By 2007 more than €9 billion of PIKs had been issued in notes or loans in Europe, overtaking second lien instruments. However, the recent credit crunch has impacted on the market and some observers have predicted an end for PIK instruments.
Characteristics of PIK instruments
PIK instruments have several characteristics that distinguish them from traditional high yield instruments (eg bonds).
Return and interest
Payment in kind means that interest on a bond (or loan) is paid in a form other than cash. This can be in the form of accruing interest (compound interest), which is added to the principal amount and repaid at maturity. Alternatively the interest may be paid in the form of additional PIK notes or – less often – as warrants, which are notes that are convertible into shares in the company or a related company.
PIK notes have become very popular as no immediate cash flow is required prior to maturity to service the debt and interest payments are simply compounded or covered by the issue of new debt (which can be new PIK debt).
Generally floating rate notes or bonds have a call protection of five years, which prevents the issuer from redeeming the instrument during that period. PIK notes generally have a much shorter call protection of between 3 and 18 months. Some PIK loans in the market even feature no call protection at all.
The call structure will depend on the intended use of the instrument. Often PIK financing will be used as a bridge financing to an IPO. The end of the non-call feature tends to indicate when the issuer expects to go public or sell the business and repay the PIK note or loan. Some structures feature a calling period at par value (face value) just after the non-call period. Other structures include a step-up (increase) of the coupon rate after a certain time period. The increased coupon is then often linked to performance indicators such as leverage tests.
Unsecured and unguaranteed
In contrast to cash-paying high-yield notes, which generally benefit from subordinated upstream guarantees from the operating companies, PIK notes are typically unsecured and unguaranteed. PIK notes are issued by the holding company or by a special purpose vehicle of leveraged issuers.

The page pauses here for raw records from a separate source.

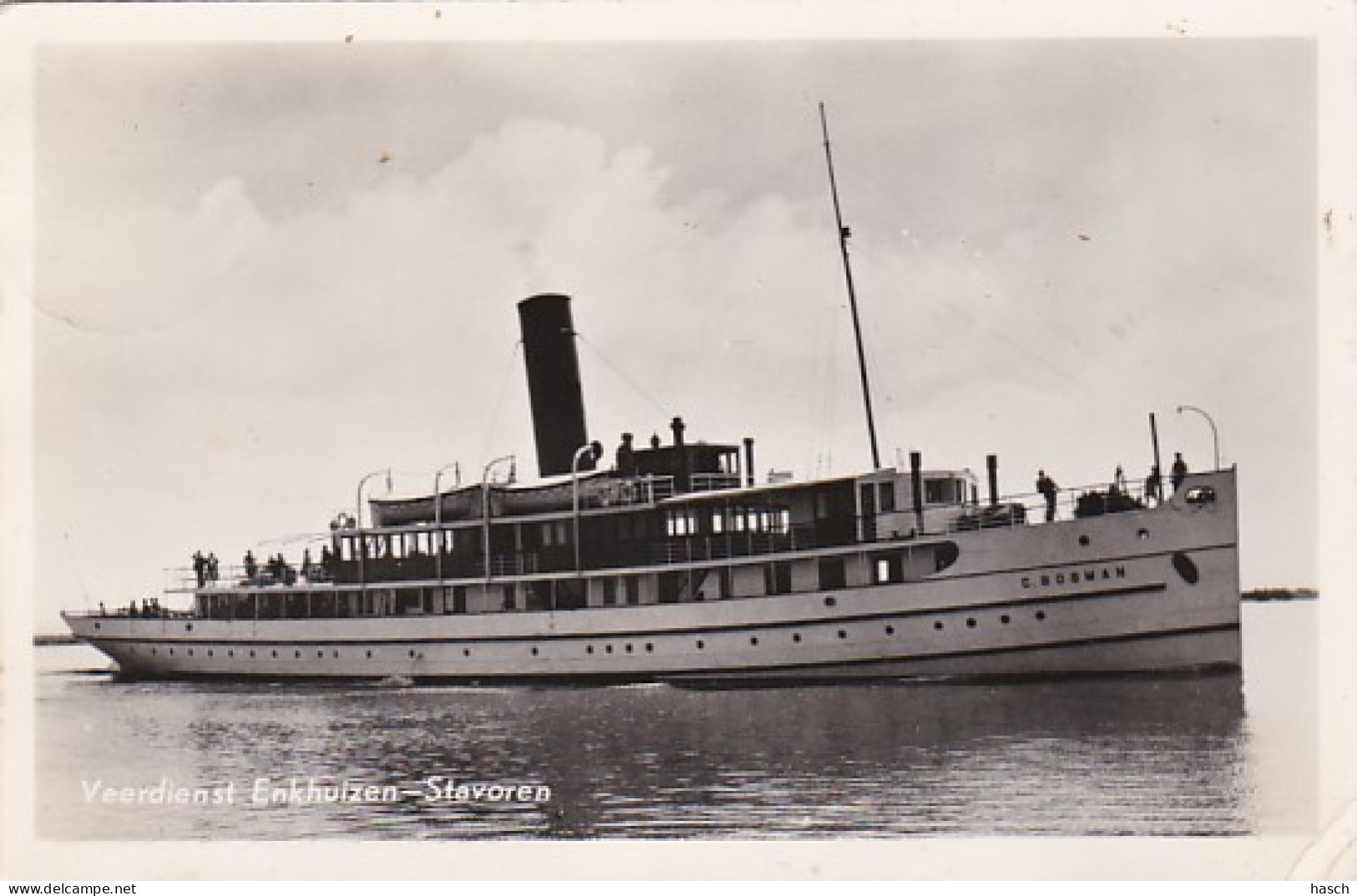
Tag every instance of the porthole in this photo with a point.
(1201, 496)
(1187, 569)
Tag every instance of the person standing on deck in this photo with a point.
(1048, 489)
(1179, 471)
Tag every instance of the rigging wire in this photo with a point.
(622, 375)
(499, 401)
(894, 266)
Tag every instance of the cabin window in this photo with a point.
(889, 568)
(832, 573)
(675, 588)
(777, 579)
(683, 523)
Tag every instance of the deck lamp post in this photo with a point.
(438, 514)
(1215, 436)
(575, 494)
(357, 516)
(484, 509)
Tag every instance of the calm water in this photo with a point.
(1213, 755)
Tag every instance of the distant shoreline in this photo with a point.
(1254, 594)
(1280, 594)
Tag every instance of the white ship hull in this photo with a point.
(1143, 591)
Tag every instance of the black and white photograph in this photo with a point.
(614, 424)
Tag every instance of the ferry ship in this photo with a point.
(672, 562)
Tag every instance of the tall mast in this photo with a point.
(853, 296)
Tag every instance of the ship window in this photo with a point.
(832, 572)
(890, 568)
(777, 579)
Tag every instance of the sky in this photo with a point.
(264, 271)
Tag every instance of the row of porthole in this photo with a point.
(843, 635)
(414, 655)
(321, 655)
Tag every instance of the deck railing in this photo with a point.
(1013, 511)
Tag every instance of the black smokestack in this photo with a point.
(683, 474)
(558, 405)
(992, 463)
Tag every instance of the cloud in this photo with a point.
(145, 269)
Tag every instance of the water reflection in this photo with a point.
(1144, 757)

Security or guarantees would enable a lender to claim on restricted group entities other than the issuing entity. This is not the case with regard to PIK notes, which are structurally subordinated to senior or second lien debt and rank next to equity in the capital structure.
As a result, note-holders will only have an equity claim on the operating group and in the event of insolvency will rank behind all other senior debt claims including trade creditors, without being able to influence insolvency proceedings or the restructuring of the borrower.
Loans or notes
PIKs can come in the form of notes or loans. PIK loans tend to be subject to fewer disclosure requirements and regulations governing the marketing of the debt issue and are therefore faster to arrange. Some hedge fund investors may also prefer loans as they do not need to be marked-to-market in their financial statements. As a result, PIK loans have gradually become more popular than the issuing of PIK notes.
Hedge funds are the main investors in PIK notes or loans. Other investors may find it difficult to invest in instruments that do not feature any kind of cash income prior to maturity. Hedge funds are less limited in their investment choices and select PIK instruments because yield is more of a focus in their investment strategy than liquidity.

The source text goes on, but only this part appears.